Ø Pyridostigmine and neostigmine are the major anticholinesterase agents used in the therapy of myasthenia gravis, but ambenonium can be used when these drugs are unsuitable. When it is feasible, these agents are given orally. Pyridostigmine has a slightly longer duration of action than neostigmine, with smoother dosing, and it causes fewer muscarinic side effects. Ambenonium may act somewhat longer than pyridostigmine, but it produces more side effects and tends to accumulate.

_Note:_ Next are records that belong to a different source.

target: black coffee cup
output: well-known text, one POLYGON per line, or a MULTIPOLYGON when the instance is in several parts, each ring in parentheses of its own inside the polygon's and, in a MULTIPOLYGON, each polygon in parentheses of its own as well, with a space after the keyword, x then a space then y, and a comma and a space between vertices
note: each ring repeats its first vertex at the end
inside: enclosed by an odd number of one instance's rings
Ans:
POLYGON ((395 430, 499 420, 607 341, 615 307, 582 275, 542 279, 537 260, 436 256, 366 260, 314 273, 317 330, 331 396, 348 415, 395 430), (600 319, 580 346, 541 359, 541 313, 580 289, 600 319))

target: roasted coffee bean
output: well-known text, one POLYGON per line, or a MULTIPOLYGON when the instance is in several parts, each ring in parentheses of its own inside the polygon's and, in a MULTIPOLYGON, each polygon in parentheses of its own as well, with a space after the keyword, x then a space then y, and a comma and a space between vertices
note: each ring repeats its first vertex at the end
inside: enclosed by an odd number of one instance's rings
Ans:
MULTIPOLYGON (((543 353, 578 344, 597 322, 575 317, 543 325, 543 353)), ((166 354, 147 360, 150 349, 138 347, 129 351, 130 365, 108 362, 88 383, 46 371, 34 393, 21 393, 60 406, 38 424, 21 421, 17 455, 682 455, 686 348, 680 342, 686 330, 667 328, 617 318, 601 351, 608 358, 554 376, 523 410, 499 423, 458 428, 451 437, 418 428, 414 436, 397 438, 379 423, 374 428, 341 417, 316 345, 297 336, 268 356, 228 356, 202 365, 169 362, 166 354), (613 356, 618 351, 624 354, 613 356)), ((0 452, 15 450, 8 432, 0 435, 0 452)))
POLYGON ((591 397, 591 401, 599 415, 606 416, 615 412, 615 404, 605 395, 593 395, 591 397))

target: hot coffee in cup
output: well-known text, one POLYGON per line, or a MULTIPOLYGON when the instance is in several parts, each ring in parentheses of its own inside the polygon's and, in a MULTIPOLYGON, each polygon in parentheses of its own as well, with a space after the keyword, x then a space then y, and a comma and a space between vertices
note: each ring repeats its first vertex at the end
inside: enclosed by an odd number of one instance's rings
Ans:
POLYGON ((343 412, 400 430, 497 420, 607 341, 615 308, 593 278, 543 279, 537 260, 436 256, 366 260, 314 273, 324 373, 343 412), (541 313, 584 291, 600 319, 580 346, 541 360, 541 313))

Treatment of Anticholinesterase Poisoning
The first step in treatment of anticholinesterase poisoning should be injection of increasing doses of atropine sulfate to block all adverse effects resulting from stimulation of muscarinic receptors. Since atropine will not alleviate skeletal and respiratory muscle paralysis, mechanical respiratory support may be required. If the poisoning is due to an organophosphate, prompt administration of pralidoxime chloride will result in dephosphorylation of cholinesterases in the periphery and a decrease in the degree of the blockade at the skeletal neuromuscular junction. Since pralidoxime is a quaternary amine, it will not enter the CNS and therefore cannot reactivate central cholinesterases. In addition, pralidoxime is effective only if there has been no aging of the phosphorylated enzyme. Pralidoxime has a greater effect at the skeletal neuromuscular junction than at autonomic effector sites.